Life after FAIR: Open fields, not closed doors

Karim and I previously discussed the dilemma facing commercial platforms from an investment trajectory. The piper will come a-callin’ as they say. And in an era where software is getting cheaper and faster to build, the moats are drying up. 

This time, we veered into a candid conversation about private equity and how it’s slowing down the very transformation that AI and open source are making inevitable. Karim shared examples of PE‑backed companies that were offered faster, cheaper, revenue‑positive paths – and turned them down because they didn’t fit existing internal narratives about how products “should” be built.

By contrast, FAIR’s trajectory – and Crowd Favorite’s bet on TYPO3 and open-source foundations – represents a different kind of playbook, where leaning into open source can activate and accelerate innovation.
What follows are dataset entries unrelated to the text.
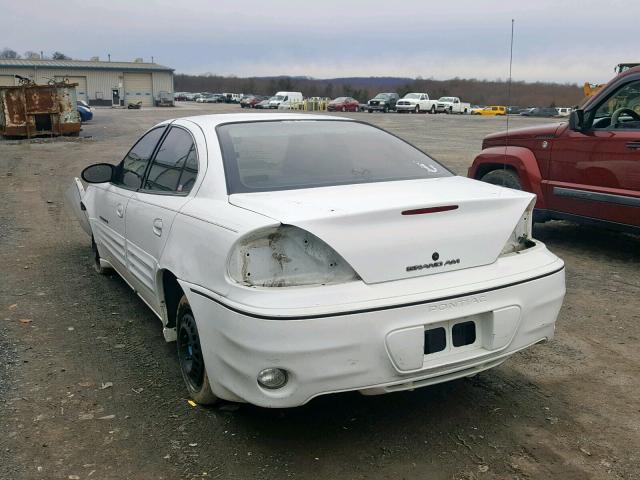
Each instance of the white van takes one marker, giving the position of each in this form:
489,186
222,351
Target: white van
284,100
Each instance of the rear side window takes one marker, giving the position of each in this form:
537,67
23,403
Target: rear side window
175,166
131,169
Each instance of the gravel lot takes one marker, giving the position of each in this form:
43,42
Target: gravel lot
90,390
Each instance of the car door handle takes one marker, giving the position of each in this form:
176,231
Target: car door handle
157,226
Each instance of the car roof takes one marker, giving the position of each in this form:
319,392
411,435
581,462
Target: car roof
208,122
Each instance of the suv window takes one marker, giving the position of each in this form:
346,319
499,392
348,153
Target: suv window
175,166
131,170
626,97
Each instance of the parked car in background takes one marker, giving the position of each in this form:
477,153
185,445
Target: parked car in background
586,170
284,97
294,299
86,114
383,102
416,103
85,104
232,97
452,105
490,111
343,104
540,112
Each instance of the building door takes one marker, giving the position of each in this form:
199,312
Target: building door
596,173
81,89
138,87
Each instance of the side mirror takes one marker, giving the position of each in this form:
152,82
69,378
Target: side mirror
98,173
576,120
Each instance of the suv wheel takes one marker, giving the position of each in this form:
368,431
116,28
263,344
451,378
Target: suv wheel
190,356
504,178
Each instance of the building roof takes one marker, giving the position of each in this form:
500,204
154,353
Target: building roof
83,64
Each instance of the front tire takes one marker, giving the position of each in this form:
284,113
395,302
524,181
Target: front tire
190,356
97,265
504,178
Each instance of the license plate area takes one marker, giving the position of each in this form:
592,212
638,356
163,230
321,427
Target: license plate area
424,346
453,336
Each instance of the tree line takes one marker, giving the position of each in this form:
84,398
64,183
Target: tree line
475,91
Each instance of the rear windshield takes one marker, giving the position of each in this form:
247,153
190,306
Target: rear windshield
284,155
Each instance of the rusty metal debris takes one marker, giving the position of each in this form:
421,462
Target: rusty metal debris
30,110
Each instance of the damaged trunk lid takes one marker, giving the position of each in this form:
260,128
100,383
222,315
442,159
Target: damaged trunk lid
394,230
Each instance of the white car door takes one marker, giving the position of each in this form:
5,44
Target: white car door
111,199
152,209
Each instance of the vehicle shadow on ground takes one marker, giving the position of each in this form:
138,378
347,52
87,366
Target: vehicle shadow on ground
588,240
484,420
456,425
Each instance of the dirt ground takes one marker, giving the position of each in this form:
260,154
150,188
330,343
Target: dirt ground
90,390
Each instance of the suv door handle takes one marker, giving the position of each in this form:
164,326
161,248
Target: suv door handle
157,226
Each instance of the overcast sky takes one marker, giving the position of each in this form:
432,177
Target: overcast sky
555,40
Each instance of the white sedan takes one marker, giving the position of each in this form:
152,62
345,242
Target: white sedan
294,255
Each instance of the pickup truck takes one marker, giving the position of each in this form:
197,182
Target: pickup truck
452,105
586,170
416,103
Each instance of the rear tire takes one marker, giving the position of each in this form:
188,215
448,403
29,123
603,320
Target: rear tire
504,178
190,356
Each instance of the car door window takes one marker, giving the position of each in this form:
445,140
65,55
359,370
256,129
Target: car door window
627,97
131,170
175,166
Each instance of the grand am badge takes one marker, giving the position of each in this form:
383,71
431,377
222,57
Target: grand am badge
425,266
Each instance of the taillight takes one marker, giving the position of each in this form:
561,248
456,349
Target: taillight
287,256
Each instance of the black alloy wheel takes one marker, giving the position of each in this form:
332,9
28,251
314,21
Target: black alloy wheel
189,351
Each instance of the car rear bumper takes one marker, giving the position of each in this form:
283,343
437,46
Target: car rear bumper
373,351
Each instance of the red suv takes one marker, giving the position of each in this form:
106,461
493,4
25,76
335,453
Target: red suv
586,170
344,104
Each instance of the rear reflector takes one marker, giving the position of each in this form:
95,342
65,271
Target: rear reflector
420,211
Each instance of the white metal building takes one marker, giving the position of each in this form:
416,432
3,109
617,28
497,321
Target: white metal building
99,83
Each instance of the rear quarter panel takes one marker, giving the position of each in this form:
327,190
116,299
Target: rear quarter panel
520,159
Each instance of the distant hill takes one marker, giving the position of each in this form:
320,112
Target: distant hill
480,92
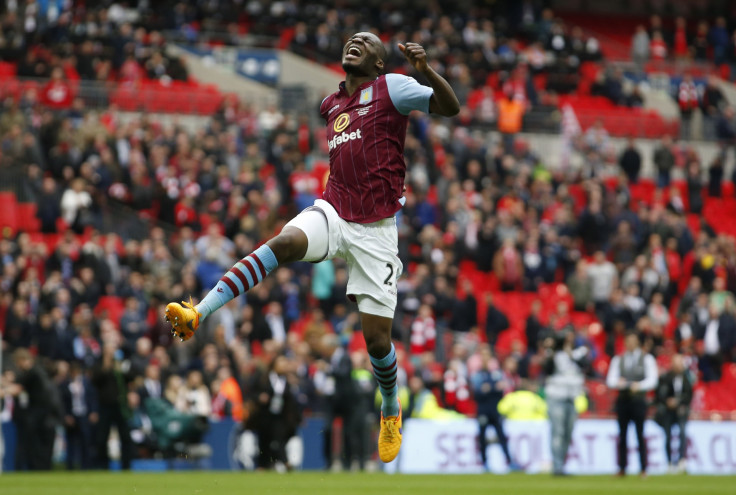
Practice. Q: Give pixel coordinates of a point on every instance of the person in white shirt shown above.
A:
(603, 277)
(633, 374)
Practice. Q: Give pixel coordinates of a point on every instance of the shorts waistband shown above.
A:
(380, 223)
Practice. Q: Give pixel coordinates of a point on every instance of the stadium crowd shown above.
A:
(82, 316)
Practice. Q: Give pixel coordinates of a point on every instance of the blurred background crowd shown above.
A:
(134, 211)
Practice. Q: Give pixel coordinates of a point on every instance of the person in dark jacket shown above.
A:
(674, 394)
(275, 414)
(79, 399)
(633, 374)
(496, 320)
(110, 382)
(336, 384)
(488, 387)
(664, 161)
(36, 414)
(630, 161)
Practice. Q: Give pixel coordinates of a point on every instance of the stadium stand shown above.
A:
(103, 220)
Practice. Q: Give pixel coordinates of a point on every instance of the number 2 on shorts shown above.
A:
(390, 274)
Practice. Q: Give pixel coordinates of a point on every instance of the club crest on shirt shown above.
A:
(341, 122)
(366, 96)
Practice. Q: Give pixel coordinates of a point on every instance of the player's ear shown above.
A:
(380, 66)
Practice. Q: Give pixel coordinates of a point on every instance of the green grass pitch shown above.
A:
(313, 483)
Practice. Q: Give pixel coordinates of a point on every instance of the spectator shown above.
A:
(534, 330)
(717, 337)
(699, 43)
(581, 285)
(680, 44)
(510, 115)
(604, 279)
(488, 390)
(633, 374)
(336, 384)
(564, 384)
(674, 394)
(194, 397)
(496, 320)
(276, 414)
(664, 161)
(658, 47)
(688, 100)
(75, 206)
(79, 399)
(596, 137)
(718, 38)
(725, 132)
(630, 161)
(108, 377)
(711, 105)
(640, 47)
(36, 415)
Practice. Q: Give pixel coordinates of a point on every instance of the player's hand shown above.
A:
(416, 55)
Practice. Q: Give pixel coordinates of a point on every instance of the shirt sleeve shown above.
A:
(614, 373)
(407, 94)
(651, 375)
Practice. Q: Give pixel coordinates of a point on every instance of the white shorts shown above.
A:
(371, 251)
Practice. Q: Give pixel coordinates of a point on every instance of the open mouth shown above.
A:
(353, 52)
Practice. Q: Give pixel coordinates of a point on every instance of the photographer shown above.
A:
(674, 394)
(564, 367)
(633, 374)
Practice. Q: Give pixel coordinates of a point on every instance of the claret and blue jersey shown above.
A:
(365, 138)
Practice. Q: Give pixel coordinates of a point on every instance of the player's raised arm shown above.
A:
(444, 101)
And by leveraging composable architectures complemented by FAIR, agencies and enterprises can de-risk complexity. 

To be sure, we’re all wrestling with the realization that SaaS and revenue models are facing steep headwinds. How much will they change? Is the SaaSpocalypse real? It’s too early to tell, but the signals are getting stronger. As Karim noted, focusing on long-term value in human expertise rather than extracting rents from static licenses remains the strongest bet. 

Maybe FAIR wasn’t the knight in shining armor that saved WordPress. As Karim eluded, you have to know when to put down the sword. But sometimes, the hero rises to fight another day, and TYPO3’s willingness to collaboratively embrace FAIR to underpin its ecosystem is what open source looks like: a community in action.

Is WordPress in peril? Perhaps. It certainly has its share of challenges, from its architectural legacy to its political strife. Those optics seem dire, but they also represent an opportunity for solutions that can position themselves as serious, future‑ready alternatives for enterprises seeking control, sovereignty, and flexibility. 

Amidst this chaos, the open web is entering a new phase, one that’s shattering assumptions across the ecosystem – and AI is its seismic center. Heck, Drupal CMS 2.0 has brought AI into its core, and we’re bound to see more of this transformation, even on the open source frontier.

At a time when a war was waging in WordPress, FAIR emerged as more than a plugin. It was a lifeboat. A shared vision that signaled enduring strength in a creative collective. In that sense, it crystallized what open source means as a project about people, not just products. 

As FAIR begins its second act, it leaves behind the gravitational pull of a single, embattled ecosystem to roam new fields across the broader landscape of open source content management.

The good news? There’s plenty of fertile ground to cultivate.